Зачем понадобилось бригаде стоять без движения почти сутки, теряя время, так ловко выигранное у противника отходом на северо-запад? Зачем нужна была эта бомбежка бараков, которая все равно не дала никакого эффекта и лишь насторожила противника? Почему бригада ждала этой бомбежки, находясь в пяти километрах, на преодоление которых ушло затем лучшее ночное время и в результате переправляться пришлось при свете солнца? Ведь основные силы финнов остались далеко позади, и они лишь вечером 17 августа двинулись на розыски исчезнувшей бригады. Ведь гарнизончик в бараках был совсем крохотный, даже не гарнизон, а полевое охранение из двух десятков солдат и одного крупнокалиберного пулемета, поставленного для стрельбы по воздушным целям.

Не лучше ли было еще засветло подойти к баракам, в сумерках атаковать их и сразу же начать переправу?

Теперь, когда мы знаем все или почти все о том, как проходила эта операция, легко сопоставить факты, найти оптимальный вариант и усмотреть целый ряд упущений и ошибок в ее осуществлении.

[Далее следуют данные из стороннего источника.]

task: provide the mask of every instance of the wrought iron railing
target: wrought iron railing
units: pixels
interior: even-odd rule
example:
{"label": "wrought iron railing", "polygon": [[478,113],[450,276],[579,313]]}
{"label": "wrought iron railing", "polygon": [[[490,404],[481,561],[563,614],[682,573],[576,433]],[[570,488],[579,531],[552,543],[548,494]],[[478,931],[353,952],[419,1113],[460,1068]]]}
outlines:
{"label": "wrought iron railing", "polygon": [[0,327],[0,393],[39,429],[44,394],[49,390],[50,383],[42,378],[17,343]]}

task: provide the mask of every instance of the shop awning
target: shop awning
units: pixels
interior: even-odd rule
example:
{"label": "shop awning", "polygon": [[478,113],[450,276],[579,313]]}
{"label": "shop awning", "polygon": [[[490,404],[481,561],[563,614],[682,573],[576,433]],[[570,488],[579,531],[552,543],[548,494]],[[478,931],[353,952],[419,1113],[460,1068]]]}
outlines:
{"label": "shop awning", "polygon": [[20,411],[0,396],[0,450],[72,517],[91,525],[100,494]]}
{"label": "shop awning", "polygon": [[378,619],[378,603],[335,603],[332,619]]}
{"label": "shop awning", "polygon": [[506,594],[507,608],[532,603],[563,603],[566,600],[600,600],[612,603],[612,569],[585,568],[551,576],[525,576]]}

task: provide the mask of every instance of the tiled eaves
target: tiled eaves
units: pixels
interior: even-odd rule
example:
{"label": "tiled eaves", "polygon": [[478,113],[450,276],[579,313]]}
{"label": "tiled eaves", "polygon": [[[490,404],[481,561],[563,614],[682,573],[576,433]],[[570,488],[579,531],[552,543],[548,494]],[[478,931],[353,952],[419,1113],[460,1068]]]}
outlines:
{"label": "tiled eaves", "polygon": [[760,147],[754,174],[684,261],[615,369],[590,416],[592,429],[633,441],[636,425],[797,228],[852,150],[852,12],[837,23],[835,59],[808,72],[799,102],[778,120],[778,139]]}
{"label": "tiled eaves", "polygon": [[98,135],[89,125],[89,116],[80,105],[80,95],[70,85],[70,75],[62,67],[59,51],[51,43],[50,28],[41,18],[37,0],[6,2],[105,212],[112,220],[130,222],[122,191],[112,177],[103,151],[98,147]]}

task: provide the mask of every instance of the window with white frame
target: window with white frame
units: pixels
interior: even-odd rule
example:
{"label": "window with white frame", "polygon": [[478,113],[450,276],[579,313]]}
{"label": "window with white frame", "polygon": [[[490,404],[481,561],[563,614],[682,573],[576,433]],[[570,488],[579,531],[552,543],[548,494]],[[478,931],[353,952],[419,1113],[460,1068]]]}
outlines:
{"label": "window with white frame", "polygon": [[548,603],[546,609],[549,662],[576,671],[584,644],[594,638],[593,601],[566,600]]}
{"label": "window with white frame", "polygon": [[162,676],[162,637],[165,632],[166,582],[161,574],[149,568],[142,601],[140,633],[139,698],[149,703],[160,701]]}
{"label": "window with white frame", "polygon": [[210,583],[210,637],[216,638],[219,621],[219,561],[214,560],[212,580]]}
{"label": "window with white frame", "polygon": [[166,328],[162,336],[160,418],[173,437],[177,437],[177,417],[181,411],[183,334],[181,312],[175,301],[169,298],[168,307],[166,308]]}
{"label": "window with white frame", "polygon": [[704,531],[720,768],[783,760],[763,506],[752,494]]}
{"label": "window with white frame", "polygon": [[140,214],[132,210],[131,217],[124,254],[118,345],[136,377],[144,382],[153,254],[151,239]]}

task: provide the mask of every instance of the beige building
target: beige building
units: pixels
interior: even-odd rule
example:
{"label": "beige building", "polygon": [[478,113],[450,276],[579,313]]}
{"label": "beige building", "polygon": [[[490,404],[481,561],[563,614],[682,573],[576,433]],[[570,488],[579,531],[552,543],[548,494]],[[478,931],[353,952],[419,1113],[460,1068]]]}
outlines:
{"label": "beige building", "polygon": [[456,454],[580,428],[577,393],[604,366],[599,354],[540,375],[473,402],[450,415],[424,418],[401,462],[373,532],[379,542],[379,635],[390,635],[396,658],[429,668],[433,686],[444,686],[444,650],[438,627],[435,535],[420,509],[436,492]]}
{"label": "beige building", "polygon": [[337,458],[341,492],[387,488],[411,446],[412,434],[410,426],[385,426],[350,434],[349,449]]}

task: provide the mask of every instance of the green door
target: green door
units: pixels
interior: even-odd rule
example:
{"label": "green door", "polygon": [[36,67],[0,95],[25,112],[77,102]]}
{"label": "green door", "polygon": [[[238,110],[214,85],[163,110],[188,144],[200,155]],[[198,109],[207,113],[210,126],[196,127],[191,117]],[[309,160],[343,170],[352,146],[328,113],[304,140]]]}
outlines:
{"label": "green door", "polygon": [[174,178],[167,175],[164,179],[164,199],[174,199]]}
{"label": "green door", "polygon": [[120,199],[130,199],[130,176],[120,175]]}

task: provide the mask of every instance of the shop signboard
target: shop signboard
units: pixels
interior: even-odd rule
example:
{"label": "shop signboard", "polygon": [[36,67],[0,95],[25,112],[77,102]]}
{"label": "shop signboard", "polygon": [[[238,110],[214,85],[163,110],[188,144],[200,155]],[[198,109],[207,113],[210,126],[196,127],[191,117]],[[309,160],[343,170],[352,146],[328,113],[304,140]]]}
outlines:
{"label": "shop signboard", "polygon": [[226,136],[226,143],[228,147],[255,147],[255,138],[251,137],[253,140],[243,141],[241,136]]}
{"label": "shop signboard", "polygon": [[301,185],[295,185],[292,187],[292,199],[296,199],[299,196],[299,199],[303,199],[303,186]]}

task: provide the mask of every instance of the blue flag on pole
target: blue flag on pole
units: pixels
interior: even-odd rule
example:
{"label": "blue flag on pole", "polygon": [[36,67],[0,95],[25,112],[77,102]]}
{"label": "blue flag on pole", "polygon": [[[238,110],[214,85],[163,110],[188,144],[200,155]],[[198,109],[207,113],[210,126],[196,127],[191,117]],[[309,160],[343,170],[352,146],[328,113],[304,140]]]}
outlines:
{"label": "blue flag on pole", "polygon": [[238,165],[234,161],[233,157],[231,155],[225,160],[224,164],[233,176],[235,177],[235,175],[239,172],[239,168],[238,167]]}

Теперь это просто — находить лучшие решения. Но совсем не просто было делать это Аристову, или Колеснику, или любому другому командиру в тех условиях, когда положение было на грани отчаяния и безнадежности, когда силы бригады таяли, а о противнике он знал ровно столько, сколько удавалось выяснить огнем или ближней разведкой.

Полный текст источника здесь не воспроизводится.